Kijken naar de generatiekloof

Generationele verschillen en hun oorzaken

Veel grootouders groeiden op in een tijdperk van boze confrontaties tussen de generaties. Terwijl ze zich verzetten naar de rol van familievaders en matriarchen, vragen ze zich misschien af: wat is er met de generatiekloof gebeurd? Is het weg of gewoon op hiatus? Of het is nog steeds aanwezig, maar meestal onder de grond?

Definitie

Een generatiekloof wordt vaak gezien als een verwijzing naar verschillen tussen generaties die conflicten veroorzaken en communicatie bemoeilijken, waardoor een "gat" ontstaat. Word maven William Safire geeft deze meer positieve definitie: "Generatiekloof kan een frustrerend gebrek aan communicatie tussen jong en oud zijn of een nuttige tijdsperiode die culturen scheidt binnen een samenleving, waardoor ze hun eigen karakter kunnen ontwikkelen."

Vanuit hun positie in het gezin, en met meer levenservaring dan jongere familieleden, zijn grootouders op een unieke manier in staat om te zien dat verschillen tussen generaties positief kunnen zijn voor alle betrokkenen.

Geschiedenis

Hoewel er altijd verschillen tussen de generaties zijn geweest, waren de drastische verschillen die de term impliceert niet veel aanwezig tot de twintigste eeuw. Voor die tijd was de samenleving niet erg mobiel. Jongeren woonden meestal in de buurt van hun uitgebreide families, werden aanbeden in hun kerken in hun kindertijd en werkten vaak op de familieboerderij of in een familiebedrijf.

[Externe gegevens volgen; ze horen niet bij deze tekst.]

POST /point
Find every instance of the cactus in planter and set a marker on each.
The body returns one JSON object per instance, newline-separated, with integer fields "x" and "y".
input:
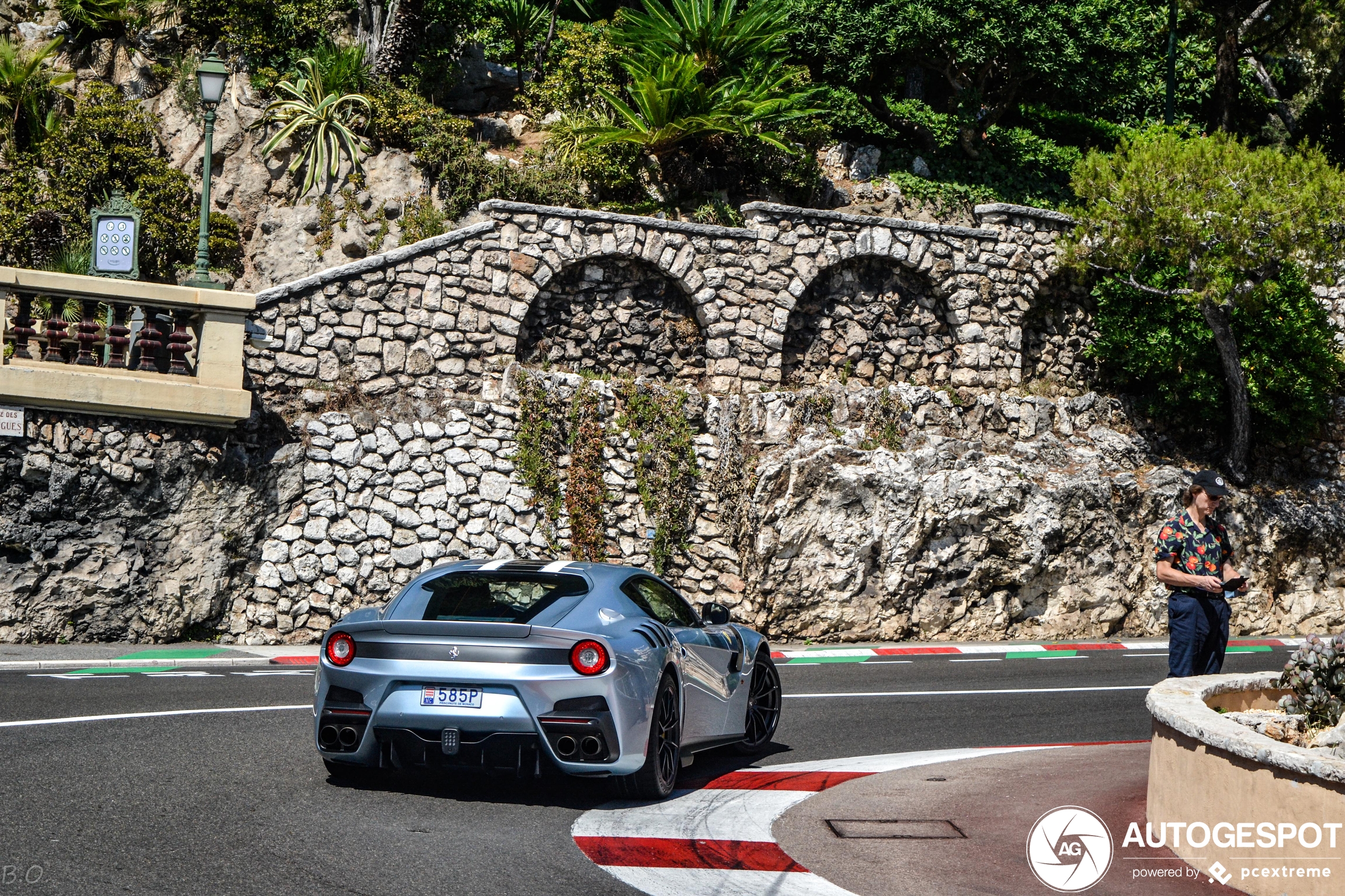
{"x": 1316, "y": 672}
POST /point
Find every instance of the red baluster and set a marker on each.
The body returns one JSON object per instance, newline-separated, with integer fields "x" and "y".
{"x": 118, "y": 338}
{"x": 180, "y": 343}
{"x": 88, "y": 333}
{"x": 56, "y": 332}
{"x": 23, "y": 327}
{"x": 148, "y": 340}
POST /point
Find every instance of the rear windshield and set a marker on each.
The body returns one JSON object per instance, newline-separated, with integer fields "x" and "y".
{"x": 486, "y": 597}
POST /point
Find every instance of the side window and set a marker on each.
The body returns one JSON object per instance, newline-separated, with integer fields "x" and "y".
{"x": 659, "y": 602}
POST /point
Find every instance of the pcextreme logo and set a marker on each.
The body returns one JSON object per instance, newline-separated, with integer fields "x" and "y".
{"x": 1070, "y": 849}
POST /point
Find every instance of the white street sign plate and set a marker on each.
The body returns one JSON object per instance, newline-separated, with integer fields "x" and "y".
{"x": 115, "y": 243}
{"x": 11, "y": 421}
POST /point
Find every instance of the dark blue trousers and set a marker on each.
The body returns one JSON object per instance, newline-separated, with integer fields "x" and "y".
{"x": 1197, "y": 635}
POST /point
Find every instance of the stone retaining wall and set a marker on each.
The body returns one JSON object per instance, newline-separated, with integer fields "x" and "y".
{"x": 915, "y": 488}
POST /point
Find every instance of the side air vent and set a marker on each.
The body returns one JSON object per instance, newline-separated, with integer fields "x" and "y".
{"x": 581, "y": 704}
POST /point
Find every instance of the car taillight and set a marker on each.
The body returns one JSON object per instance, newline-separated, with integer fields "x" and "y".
{"x": 588, "y": 657}
{"x": 340, "y": 649}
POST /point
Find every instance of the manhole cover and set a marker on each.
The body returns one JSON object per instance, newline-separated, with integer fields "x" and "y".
{"x": 896, "y": 829}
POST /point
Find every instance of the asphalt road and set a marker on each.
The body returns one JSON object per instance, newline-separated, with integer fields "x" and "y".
{"x": 241, "y": 804}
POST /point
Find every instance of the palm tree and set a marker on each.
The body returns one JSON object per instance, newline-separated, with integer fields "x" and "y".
{"x": 323, "y": 117}
{"x": 522, "y": 23}
{"x": 30, "y": 94}
{"x": 670, "y": 104}
{"x": 716, "y": 35}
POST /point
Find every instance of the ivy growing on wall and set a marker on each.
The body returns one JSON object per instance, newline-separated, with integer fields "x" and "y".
{"x": 666, "y": 470}
{"x": 586, "y": 492}
{"x": 540, "y": 444}
{"x": 883, "y": 423}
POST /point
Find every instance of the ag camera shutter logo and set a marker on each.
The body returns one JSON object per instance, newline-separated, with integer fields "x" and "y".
{"x": 1070, "y": 849}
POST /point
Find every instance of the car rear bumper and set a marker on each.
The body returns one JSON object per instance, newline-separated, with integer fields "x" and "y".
{"x": 509, "y": 732}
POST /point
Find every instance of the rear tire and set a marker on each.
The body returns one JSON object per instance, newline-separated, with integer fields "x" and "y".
{"x": 663, "y": 755}
{"x": 764, "y": 703}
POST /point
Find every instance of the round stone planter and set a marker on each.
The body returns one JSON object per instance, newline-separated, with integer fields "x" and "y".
{"x": 1246, "y": 789}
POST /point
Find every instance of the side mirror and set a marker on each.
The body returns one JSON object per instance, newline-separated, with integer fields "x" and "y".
{"x": 715, "y": 614}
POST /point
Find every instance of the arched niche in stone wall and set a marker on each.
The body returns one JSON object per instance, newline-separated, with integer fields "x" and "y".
{"x": 867, "y": 319}
{"x": 614, "y": 315}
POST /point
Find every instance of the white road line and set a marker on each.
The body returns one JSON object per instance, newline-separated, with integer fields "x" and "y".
{"x": 940, "y": 693}
{"x": 183, "y": 675}
{"x": 70, "y": 676}
{"x": 285, "y": 672}
{"x": 147, "y": 715}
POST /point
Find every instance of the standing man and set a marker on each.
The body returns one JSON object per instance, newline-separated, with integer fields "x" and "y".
{"x": 1194, "y": 558}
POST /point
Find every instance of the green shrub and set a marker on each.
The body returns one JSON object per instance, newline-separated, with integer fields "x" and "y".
{"x": 272, "y": 35}
{"x": 1316, "y": 672}
{"x": 467, "y": 176}
{"x": 666, "y": 469}
{"x": 1161, "y": 350}
{"x": 404, "y": 119}
{"x": 583, "y": 59}
{"x": 105, "y": 144}
{"x": 226, "y": 246}
{"x": 422, "y": 221}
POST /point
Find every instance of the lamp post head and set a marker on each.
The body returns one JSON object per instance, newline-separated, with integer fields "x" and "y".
{"x": 212, "y": 76}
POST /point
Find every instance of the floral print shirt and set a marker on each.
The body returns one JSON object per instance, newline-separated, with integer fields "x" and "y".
{"x": 1194, "y": 551}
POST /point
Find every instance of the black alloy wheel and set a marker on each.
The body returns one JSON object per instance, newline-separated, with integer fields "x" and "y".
{"x": 663, "y": 754}
{"x": 764, "y": 703}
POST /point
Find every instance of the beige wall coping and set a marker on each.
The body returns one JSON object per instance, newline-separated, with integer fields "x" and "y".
{"x": 95, "y": 390}
{"x": 128, "y": 291}
{"x": 1182, "y": 704}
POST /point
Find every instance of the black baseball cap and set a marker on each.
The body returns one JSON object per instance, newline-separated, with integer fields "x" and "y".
{"x": 1212, "y": 483}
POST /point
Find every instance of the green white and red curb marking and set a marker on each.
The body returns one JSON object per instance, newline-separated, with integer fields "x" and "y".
{"x": 810, "y": 656}
{"x": 168, "y": 659}
{"x": 718, "y": 839}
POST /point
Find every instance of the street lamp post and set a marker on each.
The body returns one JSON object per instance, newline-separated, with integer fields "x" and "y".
{"x": 210, "y": 77}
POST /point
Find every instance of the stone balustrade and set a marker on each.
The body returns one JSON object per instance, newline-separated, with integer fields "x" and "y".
{"x": 124, "y": 347}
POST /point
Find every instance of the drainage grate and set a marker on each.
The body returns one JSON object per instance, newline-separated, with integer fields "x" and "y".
{"x": 896, "y": 829}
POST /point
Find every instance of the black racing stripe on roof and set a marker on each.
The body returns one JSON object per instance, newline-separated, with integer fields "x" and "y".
{"x": 464, "y": 653}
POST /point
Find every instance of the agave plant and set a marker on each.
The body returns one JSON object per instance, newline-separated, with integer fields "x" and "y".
{"x": 322, "y": 119}
{"x": 30, "y": 92}
{"x": 1316, "y": 673}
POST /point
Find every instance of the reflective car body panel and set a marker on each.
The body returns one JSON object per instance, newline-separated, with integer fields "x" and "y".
{"x": 532, "y": 699}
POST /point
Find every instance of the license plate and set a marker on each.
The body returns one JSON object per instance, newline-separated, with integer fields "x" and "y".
{"x": 451, "y": 696}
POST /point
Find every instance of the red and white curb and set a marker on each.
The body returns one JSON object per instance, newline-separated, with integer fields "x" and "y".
{"x": 718, "y": 839}
{"x": 1045, "y": 649}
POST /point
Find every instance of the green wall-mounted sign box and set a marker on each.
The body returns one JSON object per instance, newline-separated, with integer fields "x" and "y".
{"x": 116, "y": 240}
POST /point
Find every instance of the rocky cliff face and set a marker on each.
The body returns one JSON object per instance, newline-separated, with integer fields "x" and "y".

Met de komst van televisie en films werden jongeren blootgesteld aan culturele invloeden die vreemd waren aan hun eigen families en culturen. Artiesten zoals Frank Sinatra, Elvis Presley en James Dean wonnen bewondering van de jongere generatie, maar werden vaak geconfronteerd met een afwijking van de oudere generatie. Toen kwamen de jaren zestig en de burgerrechten en de Vietnam-oorlog legden een serieuzere kloof bloot tussen jong en oud

De generatiekloof vandaag

De generatiekloof die zo aanwezig was tijdens de jaren 60 is weer opgedoken, maar het is niet de ontwrichtende kracht die het was tijdens het Vietnam-tijdperk, suggereert een onderzoek uit 2009. Uit de Pew Research Centre-studie bleek dat 79% van de Amerikanen grote verschillen ziet tussen jongere en oudere volwassenen in de manier waarop ze naar de wereld kijken.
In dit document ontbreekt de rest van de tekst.